Die Wirtin errötete. „Es gehört zu meinen unumstößlichen Prinzipien“, erklärte sie und drückte das Kinn gegen den Hals. „Ich mache es zur Bedingung, wenn ein Mädchen bei mir einzieht.“
„Sehr schön“, brummte er.
Diese Bemerkung stimmte Mrs. Blobber etwas versöhnlicher. Wie alle Moralisten liebte sie nichts so sehr wie fremde Anerkennung.
„Ist sie oft ausgegangen?"
„Sie hatte ja nur einmal in der Woche frei“, erwiderte die Wirtin. „Da ging sie natürlich aus. Meistens ins Kino. Sie hatte eine Schwäche für Wildwestfilme.“
„Wann kam sie zurück?“
„So gegen zwei Uhr morgens.“
„So lange läuft kein Film.“
Die Wirtin zuckte mit den eckigen Schultern. „Ich bin nicht neugierig. Ich habe nie gefragt, wo sie war."
„Woher wissen Sie dann das mit den Wildwestfilmen?“
„Das hat sie mir erzählt.“
„Was hat sie noch von sich berichtet?“
„In letzter Zeit schwärmte sie von einem Mann... ich glaube, er arbeitete in der gleichen Bar wie sie.“
„Erwähnte sie jemals seinen Namen?“
„Sie nannte ihn Cliff, wenn ich mich recht erinnere."
„Hm. Was liebte sie an ihm?“
„Ich habe keine Ahnung, ob sie ihn überhaupt liebte. Sie sagte nur, er sähe genauso aus wie ein Held.“
„Ist das alles?“
„Wir sahen uns nur selten, Sir. Sie schlief ja den ganzen Tag. Wenn sie abendis zum Dienst ging, war sie meistens ziemlich einsilbig.“
„Haben Sie eine Ahnung, ob ihre Eltern noch leben?“
„Sie hat noch einen Vater. Er wohnt in Leicester.

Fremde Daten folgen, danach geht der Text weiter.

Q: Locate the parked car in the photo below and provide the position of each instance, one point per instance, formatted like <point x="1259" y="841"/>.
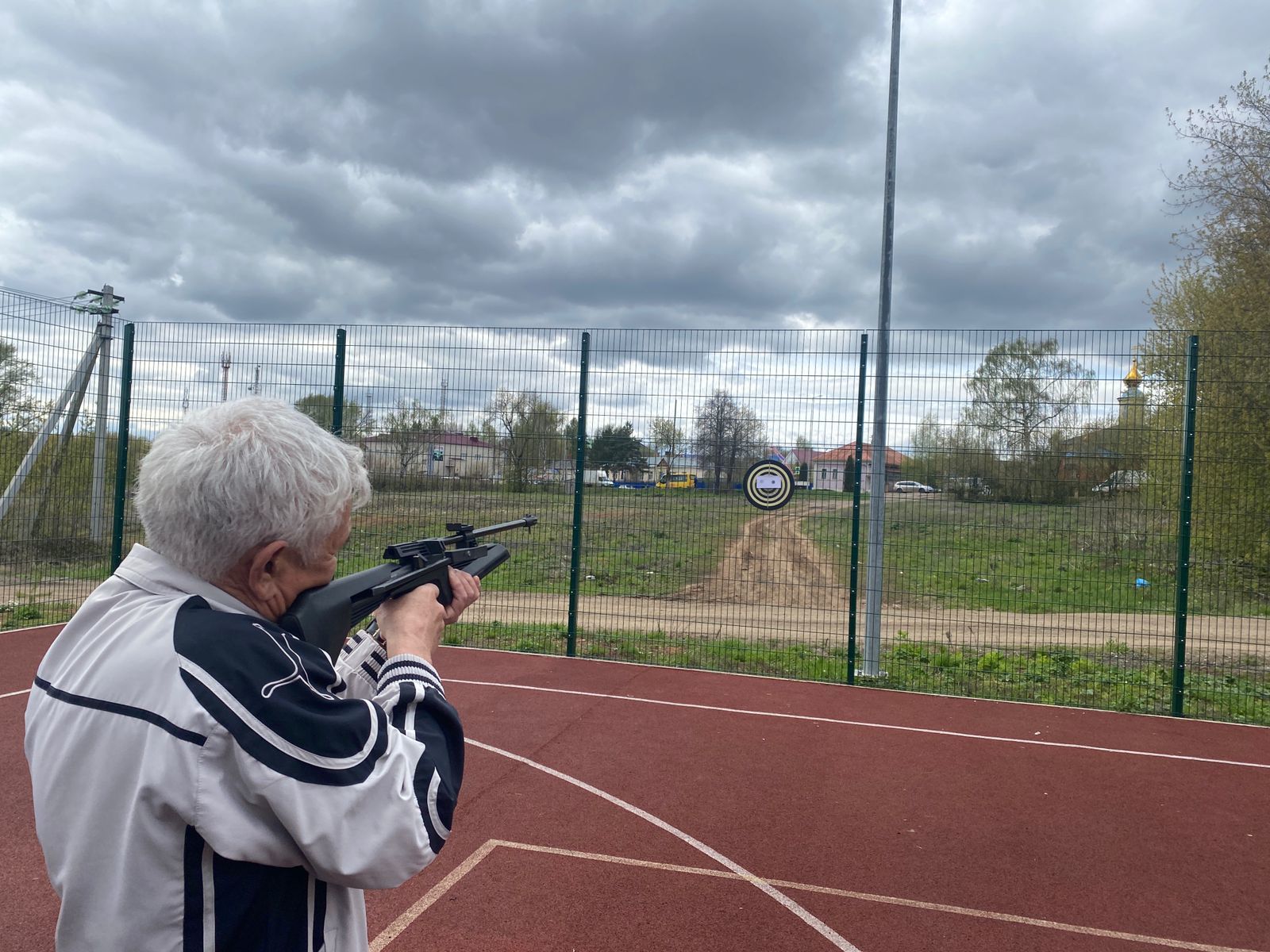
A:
<point x="914" y="486"/>
<point x="1122" y="482"/>
<point x="677" y="480"/>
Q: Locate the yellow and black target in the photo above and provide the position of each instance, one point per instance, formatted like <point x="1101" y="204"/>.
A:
<point x="768" y="486"/>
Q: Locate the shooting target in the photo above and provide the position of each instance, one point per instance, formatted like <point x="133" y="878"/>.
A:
<point x="768" y="486"/>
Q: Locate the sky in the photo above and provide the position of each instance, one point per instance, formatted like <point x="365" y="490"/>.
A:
<point x="584" y="164"/>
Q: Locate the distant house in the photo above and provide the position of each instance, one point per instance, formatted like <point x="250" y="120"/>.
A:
<point x="835" y="469"/>
<point x="1092" y="455"/>
<point x="448" y="455"/>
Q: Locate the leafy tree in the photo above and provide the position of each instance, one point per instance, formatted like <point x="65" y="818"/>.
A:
<point x="410" y="428"/>
<point x="1022" y="393"/>
<point x="616" y="448"/>
<point x="1221" y="291"/>
<point x="529" y="431"/>
<point x="727" y="433"/>
<point x="667" y="437"/>
<point x="804" y="451"/>
<point x="357" y="420"/>
<point x="927" y="460"/>
<point x="19" y="410"/>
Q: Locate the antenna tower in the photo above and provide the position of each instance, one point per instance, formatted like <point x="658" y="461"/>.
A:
<point x="226" y="362"/>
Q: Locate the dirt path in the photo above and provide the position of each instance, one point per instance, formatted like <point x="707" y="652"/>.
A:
<point x="775" y="584"/>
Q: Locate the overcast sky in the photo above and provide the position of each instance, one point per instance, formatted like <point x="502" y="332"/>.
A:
<point x="710" y="164"/>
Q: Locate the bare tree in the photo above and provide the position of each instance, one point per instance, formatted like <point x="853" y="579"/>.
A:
<point x="530" y="432"/>
<point x="410" y="428"/>
<point x="727" y="432"/>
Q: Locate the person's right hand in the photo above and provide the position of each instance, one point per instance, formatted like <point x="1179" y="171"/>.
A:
<point x="413" y="624"/>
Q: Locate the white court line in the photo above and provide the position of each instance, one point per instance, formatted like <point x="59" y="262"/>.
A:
<point x="867" y="724"/>
<point x="404" y="920"/>
<point x="762" y="885"/>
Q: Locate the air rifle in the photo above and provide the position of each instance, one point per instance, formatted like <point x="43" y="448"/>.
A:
<point x="325" y="615"/>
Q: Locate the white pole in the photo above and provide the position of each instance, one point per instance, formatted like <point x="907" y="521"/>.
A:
<point x="105" y="330"/>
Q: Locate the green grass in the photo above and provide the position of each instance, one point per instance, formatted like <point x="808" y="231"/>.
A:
<point x="1109" y="678"/>
<point x="634" y="543"/>
<point x="1018" y="558"/>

So viel ich weiß, verstand sie sich nicht sehr gut mit ihm. Er ist ein Trinker und schrieb nur dann, wenn er Geld brauchte. Seinetwegen ist sie von Leicester weggegangen."
Es klingelte.
„Um Himmels willen, wer kann das sein?“ fragte die Wirtin.

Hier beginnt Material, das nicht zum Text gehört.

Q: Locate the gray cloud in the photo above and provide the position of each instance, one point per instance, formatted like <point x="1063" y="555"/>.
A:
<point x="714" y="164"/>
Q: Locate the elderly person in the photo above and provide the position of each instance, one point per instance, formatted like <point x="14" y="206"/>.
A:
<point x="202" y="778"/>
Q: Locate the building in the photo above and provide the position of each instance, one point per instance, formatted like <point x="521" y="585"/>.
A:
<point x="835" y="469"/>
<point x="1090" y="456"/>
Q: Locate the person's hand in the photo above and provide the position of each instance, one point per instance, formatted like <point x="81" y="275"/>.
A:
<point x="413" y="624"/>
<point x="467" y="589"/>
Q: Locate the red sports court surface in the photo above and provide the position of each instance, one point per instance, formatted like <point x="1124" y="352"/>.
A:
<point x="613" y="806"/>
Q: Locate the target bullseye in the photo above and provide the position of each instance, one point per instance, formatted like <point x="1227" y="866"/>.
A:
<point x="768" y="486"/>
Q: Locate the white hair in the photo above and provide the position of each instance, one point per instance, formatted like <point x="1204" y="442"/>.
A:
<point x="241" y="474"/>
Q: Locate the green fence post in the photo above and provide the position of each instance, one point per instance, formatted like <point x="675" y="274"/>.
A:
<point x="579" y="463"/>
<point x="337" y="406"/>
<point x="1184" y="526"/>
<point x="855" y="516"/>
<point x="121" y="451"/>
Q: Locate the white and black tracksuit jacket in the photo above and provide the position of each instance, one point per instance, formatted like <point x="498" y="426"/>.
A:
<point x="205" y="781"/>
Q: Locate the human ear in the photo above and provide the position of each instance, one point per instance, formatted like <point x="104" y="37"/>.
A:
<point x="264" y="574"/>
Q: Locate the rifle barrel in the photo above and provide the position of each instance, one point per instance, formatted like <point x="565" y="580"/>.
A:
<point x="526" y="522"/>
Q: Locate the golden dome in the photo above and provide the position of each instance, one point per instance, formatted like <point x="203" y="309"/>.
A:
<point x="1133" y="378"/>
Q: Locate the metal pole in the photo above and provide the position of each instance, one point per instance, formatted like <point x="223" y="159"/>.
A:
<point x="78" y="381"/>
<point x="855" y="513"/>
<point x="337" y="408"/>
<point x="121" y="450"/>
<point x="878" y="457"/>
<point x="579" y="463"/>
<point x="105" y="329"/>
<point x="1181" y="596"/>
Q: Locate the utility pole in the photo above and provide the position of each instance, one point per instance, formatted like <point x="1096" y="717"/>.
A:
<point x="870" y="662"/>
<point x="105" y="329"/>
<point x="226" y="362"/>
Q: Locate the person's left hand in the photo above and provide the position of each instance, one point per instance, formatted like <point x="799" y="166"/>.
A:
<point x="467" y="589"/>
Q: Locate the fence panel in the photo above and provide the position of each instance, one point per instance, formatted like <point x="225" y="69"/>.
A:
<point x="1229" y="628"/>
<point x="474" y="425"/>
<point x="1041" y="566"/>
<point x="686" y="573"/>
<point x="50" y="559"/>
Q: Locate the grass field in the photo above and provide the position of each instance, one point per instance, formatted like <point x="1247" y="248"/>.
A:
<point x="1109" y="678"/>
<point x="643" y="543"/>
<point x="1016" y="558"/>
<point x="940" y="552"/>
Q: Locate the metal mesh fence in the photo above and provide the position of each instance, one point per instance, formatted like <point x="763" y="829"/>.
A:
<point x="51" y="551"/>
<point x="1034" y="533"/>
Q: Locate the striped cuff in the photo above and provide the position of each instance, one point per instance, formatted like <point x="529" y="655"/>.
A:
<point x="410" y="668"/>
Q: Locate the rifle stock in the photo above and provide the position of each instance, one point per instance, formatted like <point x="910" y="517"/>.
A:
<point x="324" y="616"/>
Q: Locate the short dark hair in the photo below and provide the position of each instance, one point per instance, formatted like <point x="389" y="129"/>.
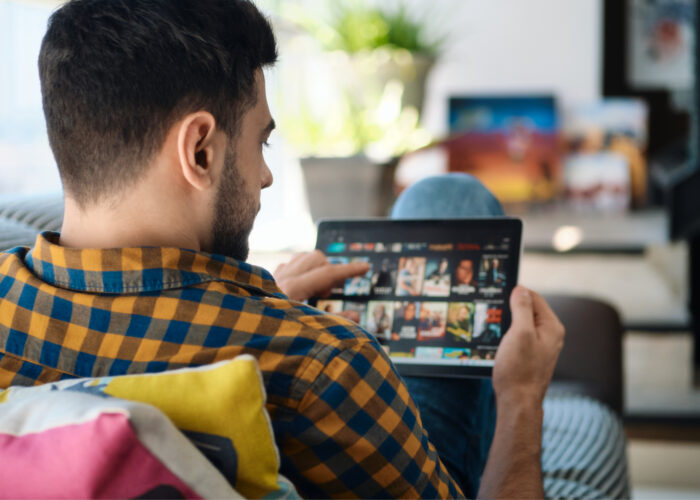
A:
<point x="117" y="74"/>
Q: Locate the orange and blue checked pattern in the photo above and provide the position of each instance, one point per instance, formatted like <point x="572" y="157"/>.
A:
<point x="342" y="417"/>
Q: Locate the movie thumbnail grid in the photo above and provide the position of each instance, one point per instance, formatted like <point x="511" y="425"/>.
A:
<point x="428" y="329"/>
<point x="411" y="276"/>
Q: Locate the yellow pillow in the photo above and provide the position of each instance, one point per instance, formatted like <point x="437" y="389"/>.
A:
<point x="220" y="407"/>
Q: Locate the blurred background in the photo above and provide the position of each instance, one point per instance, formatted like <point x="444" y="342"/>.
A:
<point x="580" y="115"/>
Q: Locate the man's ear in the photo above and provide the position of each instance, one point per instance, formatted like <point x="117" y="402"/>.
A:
<point x="199" y="148"/>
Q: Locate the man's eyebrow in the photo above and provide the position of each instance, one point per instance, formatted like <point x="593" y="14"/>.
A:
<point x="270" y="127"/>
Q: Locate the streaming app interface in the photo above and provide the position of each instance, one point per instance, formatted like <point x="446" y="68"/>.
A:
<point x="430" y="299"/>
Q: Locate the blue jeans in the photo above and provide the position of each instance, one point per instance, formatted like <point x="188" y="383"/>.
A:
<point x="459" y="414"/>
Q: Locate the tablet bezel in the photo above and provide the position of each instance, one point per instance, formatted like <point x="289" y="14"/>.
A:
<point x="509" y="226"/>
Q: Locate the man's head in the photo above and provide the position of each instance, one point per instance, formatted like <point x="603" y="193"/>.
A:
<point x="128" y="84"/>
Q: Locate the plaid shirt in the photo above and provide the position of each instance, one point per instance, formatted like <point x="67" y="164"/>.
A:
<point x="342" y="417"/>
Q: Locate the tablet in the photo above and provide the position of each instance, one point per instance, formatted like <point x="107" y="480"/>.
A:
<point x="437" y="294"/>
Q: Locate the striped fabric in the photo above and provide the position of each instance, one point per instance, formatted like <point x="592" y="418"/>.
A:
<point x="583" y="449"/>
<point x="342" y="417"/>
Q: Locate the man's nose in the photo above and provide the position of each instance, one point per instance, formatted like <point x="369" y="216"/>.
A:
<point x="267" y="178"/>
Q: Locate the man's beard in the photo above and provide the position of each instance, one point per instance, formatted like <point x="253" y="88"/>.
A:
<point x="234" y="213"/>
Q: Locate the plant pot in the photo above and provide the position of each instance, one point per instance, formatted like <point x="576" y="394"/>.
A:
<point x="348" y="187"/>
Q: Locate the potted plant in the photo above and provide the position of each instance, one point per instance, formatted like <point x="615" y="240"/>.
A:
<point x="361" y="111"/>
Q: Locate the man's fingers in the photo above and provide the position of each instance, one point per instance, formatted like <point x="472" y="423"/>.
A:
<point x="303" y="262"/>
<point x="522" y="309"/>
<point x="351" y="315"/>
<point x="320" y="280"/>
<point x="544" y="316"/>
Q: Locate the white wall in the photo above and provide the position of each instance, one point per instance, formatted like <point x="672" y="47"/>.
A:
<point x="518" y="46"/>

„Der Polizeiarzt“, erwiderte Motley. „Bitte öffnen Sie ihm und lassen Sie uns dann allein.“
„Du lieber Himmel“, stöhnte Nighel, als er die Tür hinter sich ins Schloß gezogen und einen Blick auf die Tote geworfen hatte. „Es gibt bessere Methoden, ein Zimmer wohnlich zu gestalten.“
„Sie sind ein wirklicher Witzbold", brummte Motley bitter. „Ohne Ihren goldenen Humor wäre mein Leben arm an Höhepunkten. Sie bringen Licht und Freude in mein Dasein.“
„Sie haben's nötig, sich zu beschweren!“ sagte Nighel. „Als Ihr verdammter Anruf kam, wollte ich mich gerade an den gedeckten Tisch setzen. Es gab Ravioli, wenn Sie's genau wissen wollen.“
„Ich mag Ravioli nicht“, meinte Motley.
Der Arzt nahm die Brille ab und begann sie mit dem weichen blauen Lappen zu putzen. Dann setzte er sie wieder auf und betrachtete die Tote.
„Sie muß hübsch gewesen sein“, bemerkte er anerkennend. „Warum hat sie sich zu solch einem Schritt entschlossen?"
„Ich fürchte, dieser Entschluß kam von fremder Seite.“
Der Doktor winkte ab. Er hielt nicht allzuviel von Motleys beruflichen Fähigkeiten.
Mit dieser Ansicht stand er nicht allein da. Die meisten Leute vom Yard sahen in Motley nur einen griesgrämigen Durchschnittsbeamten, der immer etwas nach Mottenkugeln roch und zuweilen dazu neigte, recht altmodisch und geschraubt zu sprechen.